Remark 1.3.16. Conversely, it is easy to check that such a $U$ is étale over $S$. The theorem above should be considered as a generalization of the primitive element theorem for separable extensions of fields.
For proof author cites chapter V of Raynaud's Anneaux locaux henséliens, but I cannot read french so it doesn't help me very much.
I'd like two things:
- A proof of this proposition (an English reference would be great);
- An explanation of the geometric picture, and why this generalizes the classical primitive element theorem. Why is separability no longer needed?
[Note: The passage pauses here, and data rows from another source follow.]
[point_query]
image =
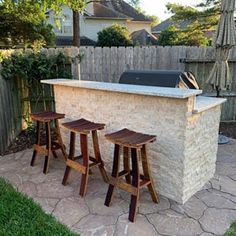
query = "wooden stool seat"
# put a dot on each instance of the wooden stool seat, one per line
(84, 127)
(135, 144)
(47, 117)
(129, 138)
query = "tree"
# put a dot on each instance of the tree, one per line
(173, 36)
(114, 35)
(23, 22)
(204, 17)
(201, 19)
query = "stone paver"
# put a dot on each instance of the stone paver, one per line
(208, 213)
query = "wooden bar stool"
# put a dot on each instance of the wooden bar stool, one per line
(45, 118)
(136, 144)
(84, 127)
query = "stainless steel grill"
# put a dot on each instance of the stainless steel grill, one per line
(160, 78)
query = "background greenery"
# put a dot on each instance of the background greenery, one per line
(20, 215)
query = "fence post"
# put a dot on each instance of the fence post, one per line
(75, 65)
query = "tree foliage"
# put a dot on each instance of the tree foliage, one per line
(24, 22)
(114, 35)
(204, 17)
(133, 3)
(172, 36)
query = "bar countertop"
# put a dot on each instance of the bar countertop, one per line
(126, 88)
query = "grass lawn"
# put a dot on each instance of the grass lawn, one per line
(21, 216)
(232, 230)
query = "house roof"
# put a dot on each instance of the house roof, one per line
(67, 41)
(143, 37)
(169, 22)
(101, 10)
(117, 9)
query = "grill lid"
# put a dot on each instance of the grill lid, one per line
(160, 78)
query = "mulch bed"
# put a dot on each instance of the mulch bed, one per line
(27, 137)
(25, 140)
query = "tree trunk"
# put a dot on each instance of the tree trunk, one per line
(76, 29)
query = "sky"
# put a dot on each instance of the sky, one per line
(157, 7)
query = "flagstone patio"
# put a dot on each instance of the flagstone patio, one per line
(209, 212)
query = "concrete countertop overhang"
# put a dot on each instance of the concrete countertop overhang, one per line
(202, 103)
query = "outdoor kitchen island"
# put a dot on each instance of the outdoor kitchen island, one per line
(186, 125)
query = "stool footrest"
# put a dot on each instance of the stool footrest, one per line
(144, 183)
(124, 186)
(94, 164)
(40, 149)
(123, 173)
(76, 166)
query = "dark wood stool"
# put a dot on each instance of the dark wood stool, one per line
(45, 118)
(84, 127)
(136, 144)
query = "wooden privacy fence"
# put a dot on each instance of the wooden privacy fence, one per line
(107, 65)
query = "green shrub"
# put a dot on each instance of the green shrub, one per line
(32, 66)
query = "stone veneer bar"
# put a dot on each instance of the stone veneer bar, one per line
(186, 125)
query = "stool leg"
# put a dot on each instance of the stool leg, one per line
(126, 164)
(59, 138)
(147, 175)
(71, 157)
(37, 142)
(85, 154)
(135, 182)
(98, 156)
(48, 147)
(115, 173)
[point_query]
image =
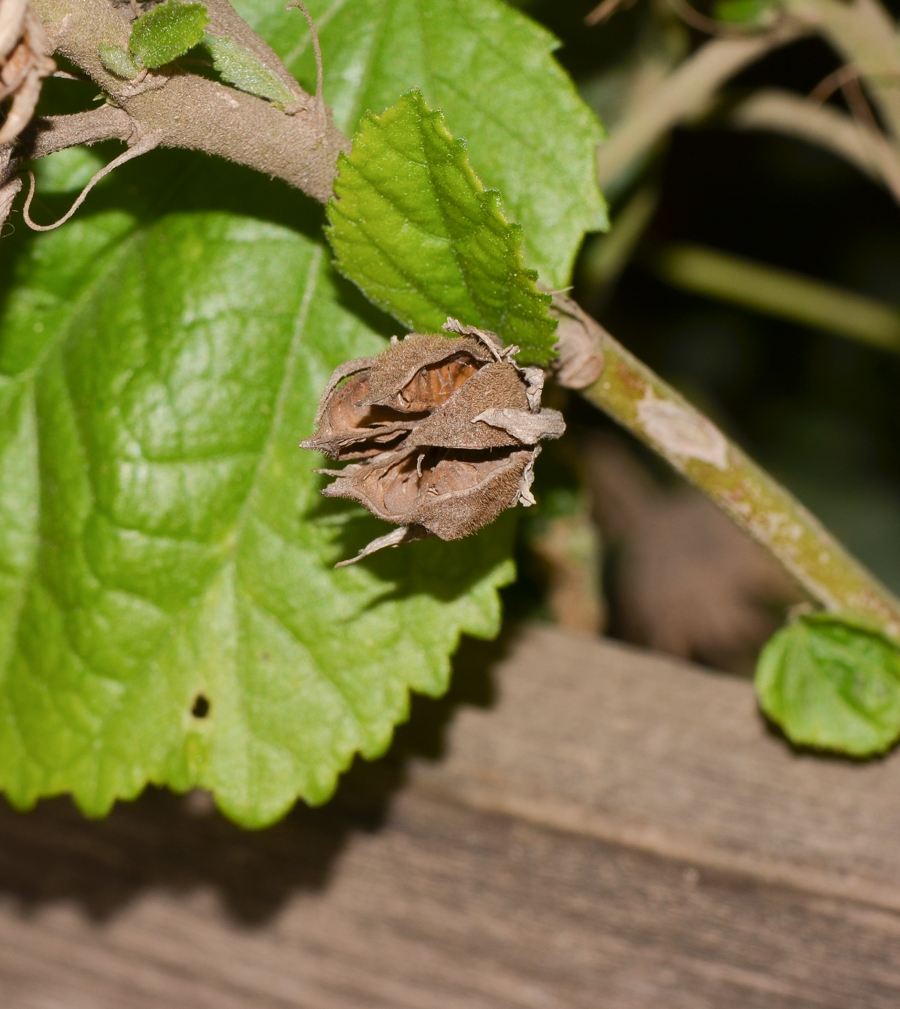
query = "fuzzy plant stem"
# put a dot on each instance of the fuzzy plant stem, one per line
(639, 400)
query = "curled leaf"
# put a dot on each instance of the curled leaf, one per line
(446, 431)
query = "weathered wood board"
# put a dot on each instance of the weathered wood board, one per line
(615, 830)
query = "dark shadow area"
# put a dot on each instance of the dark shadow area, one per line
(180, 843)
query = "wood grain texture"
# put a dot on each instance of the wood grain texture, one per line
(614, 830)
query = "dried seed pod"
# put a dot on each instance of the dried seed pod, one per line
(447, 431)
(23, 64)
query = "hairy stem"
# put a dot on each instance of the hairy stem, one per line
(187, 111)
(639, 400)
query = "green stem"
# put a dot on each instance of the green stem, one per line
(779, 293)
(639, 400)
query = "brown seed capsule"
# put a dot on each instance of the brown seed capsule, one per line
(446, 432)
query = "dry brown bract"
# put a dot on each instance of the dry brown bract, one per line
(23, 65)
(444, 433)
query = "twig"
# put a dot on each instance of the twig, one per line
(866, 35)
(779, 293)
(828, 127)
(686, 92)
(639, 400)
(222, 121)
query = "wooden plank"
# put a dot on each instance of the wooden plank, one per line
(654, 753)
(616, 830)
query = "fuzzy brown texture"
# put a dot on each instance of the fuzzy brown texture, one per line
(23, 65)
(446, 432)
(579, 344)
(183, 110)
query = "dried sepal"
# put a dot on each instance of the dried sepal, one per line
(579, 344)
(445, 432)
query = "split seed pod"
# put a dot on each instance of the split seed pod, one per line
(444, 433)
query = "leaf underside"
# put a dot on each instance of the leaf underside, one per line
(414, 227)
(832, 685)
(490, 70)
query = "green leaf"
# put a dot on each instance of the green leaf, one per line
(161, 536)
(119, 62)
(743, 11)
(167, 31)
(238, 66)
(414, 227)
(832, 684)
(490, 70)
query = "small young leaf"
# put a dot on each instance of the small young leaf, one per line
(238, 66)
(167, 31)
(831, 684)
(743, 11)
(414, 227)
(119, 62)
(490, 70)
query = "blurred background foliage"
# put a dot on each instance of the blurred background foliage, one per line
(817, 409)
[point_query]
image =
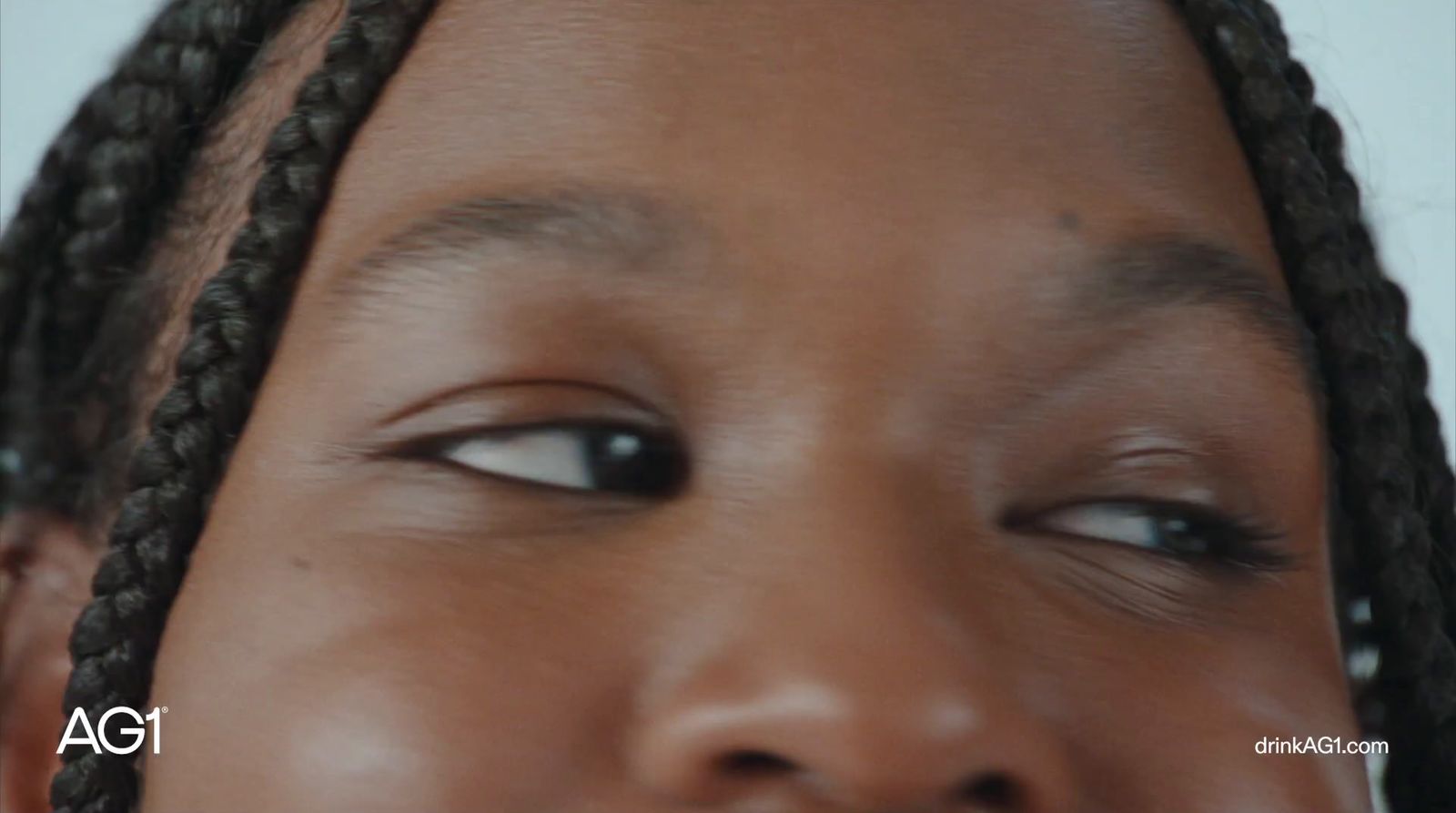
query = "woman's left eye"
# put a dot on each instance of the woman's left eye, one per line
(584, 458)
(1183, 531)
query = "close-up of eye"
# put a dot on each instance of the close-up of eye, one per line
(720, 407)
(608, 458)
(1188, 532)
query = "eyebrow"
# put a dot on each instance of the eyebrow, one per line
(631, 228)
(622, 226)
(1178, 271)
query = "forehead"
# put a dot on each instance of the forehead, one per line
(871, 116)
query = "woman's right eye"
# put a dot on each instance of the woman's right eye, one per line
(608, 458)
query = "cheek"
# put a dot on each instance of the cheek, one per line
(1171, 721)
(354, 686)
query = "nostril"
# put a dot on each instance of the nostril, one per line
(754, 764)
(994, 791)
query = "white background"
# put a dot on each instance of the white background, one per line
(1385, 67)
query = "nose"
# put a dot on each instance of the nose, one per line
(844, 677)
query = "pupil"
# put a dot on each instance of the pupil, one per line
(1178, 535)
(637, 463)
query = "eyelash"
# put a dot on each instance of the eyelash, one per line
(1220, 539)
(1210, 536)
(596, 439)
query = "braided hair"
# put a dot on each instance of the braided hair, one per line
(80, 237)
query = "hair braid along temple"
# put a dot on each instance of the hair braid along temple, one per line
(92, 210)
(235, 325)
(1394, 484)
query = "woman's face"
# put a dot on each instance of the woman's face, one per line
(757, 405)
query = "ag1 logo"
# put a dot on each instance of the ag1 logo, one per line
(96, 737)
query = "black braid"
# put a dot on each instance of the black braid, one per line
(235, 324)
(1392, 493)
(92, 210)
(1392, 480)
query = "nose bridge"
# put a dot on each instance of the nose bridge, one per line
(848, 665)
(859, 596)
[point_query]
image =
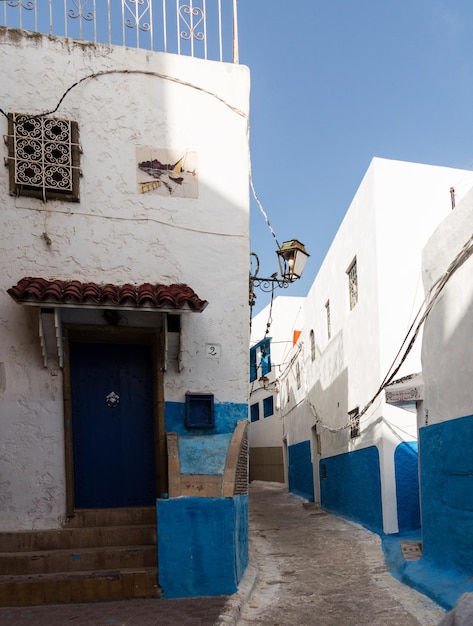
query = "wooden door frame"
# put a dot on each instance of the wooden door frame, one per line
(114, 334)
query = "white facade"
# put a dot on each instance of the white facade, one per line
(123, 100)
(445, 417)
(395, 209)
(285, 317)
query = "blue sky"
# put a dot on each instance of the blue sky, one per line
(336, 83)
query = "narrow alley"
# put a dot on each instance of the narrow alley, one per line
(315, 568)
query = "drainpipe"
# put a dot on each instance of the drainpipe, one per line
(235, 33)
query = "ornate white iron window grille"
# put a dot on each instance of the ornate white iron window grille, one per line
(352, 284)
(43, 157)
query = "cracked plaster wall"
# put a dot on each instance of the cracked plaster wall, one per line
(116, 235)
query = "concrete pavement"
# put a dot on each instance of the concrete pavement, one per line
(315, 568)
(306, 567)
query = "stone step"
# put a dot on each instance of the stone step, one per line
(75, 560)
(67, 587)
(77, 538)
(112, 517)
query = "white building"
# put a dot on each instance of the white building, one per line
(282, 320)
(445, 415)
(123, 302)
(346, 447)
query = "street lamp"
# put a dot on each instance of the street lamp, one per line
(292, 257)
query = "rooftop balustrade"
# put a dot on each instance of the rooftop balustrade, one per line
(206, 29)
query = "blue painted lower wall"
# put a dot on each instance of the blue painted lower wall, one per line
(202, 545)
(350, 486)
(406, 469)
(300, 470)
(446, 471)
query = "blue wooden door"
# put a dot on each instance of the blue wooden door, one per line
(112, 425)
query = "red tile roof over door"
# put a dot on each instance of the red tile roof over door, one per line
(75, 293)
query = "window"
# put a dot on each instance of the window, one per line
(354, 418)
(312, 345)
(43, 157)
(268, 406)
(352, 284)
(254, 412)
(260, 359)
(329, 327)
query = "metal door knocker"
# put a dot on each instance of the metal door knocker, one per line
(112, 400)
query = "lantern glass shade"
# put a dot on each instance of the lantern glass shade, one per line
(263, 382)
(292, 257)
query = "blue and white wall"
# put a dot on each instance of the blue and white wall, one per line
(446, 415)
(124, 100)
(373, 477)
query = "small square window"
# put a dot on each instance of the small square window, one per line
(254, 412)
(43, 157)
(199, 410)
(268, 406)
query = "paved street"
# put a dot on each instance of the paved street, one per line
(312, 569)
(315, 568)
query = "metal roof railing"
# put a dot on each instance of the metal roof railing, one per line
(206, 29)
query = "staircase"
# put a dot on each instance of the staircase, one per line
(100, 554)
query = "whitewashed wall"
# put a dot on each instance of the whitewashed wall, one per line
(446, 350)
(394, 211)
(287, 316)
(116, 235)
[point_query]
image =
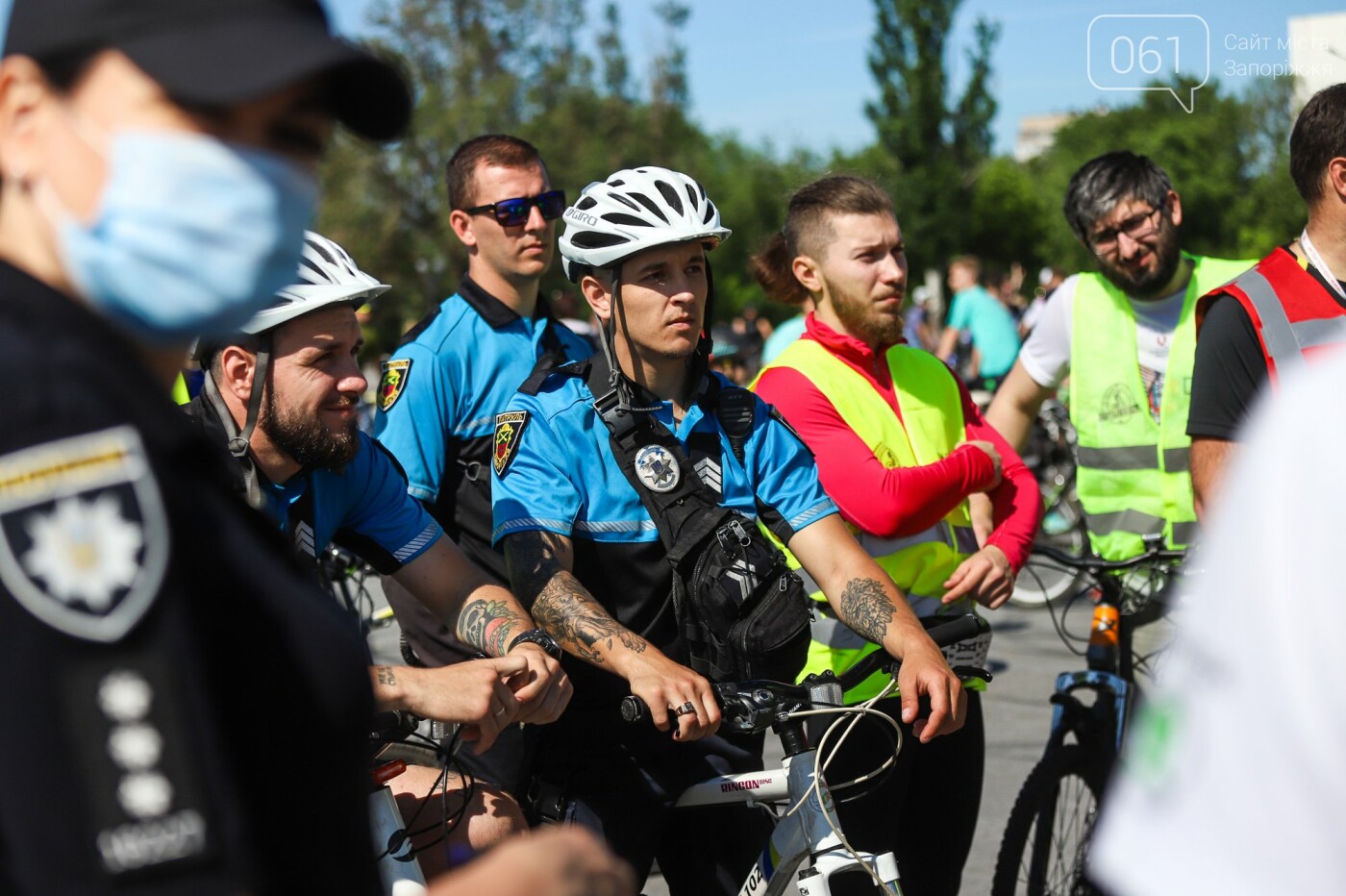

As stated in the comments, this is (10) in http://stacks.math.columbia.edu/tag/02GU, up to notational changes. You can probably find it in Bosch-Lütkebohmert-Raynaud's Néron Models here.
Let $K/k$ be a finite extension of fields. Then it is separable if and only if $\text{Spec}\,K \to \text{Spec}\,k$ is étale (this is by the differential criterion for étaleness), so taking $X = \text{Spec}\,K$, $S = \text{Spec}\,k$ we do recover the classical result (note that $U$ is the $\text{Spec}$ of $A[X]/P$ with the notations above). Geometrically, it means that $X$ can locally be defined by a single equation. Here is another interpretation: general results show that if $X \to S$ is étale, then Zariski-locally, $X$ can be cut out by $r$ equations in $\mathbb{A}^r \times S$ with the differential of these equations being independent. Now the local inversion theorem does not hold for the Zariski topology so we can not take $r = 0$. What the proposition shows is that we can at least take $r = 1$.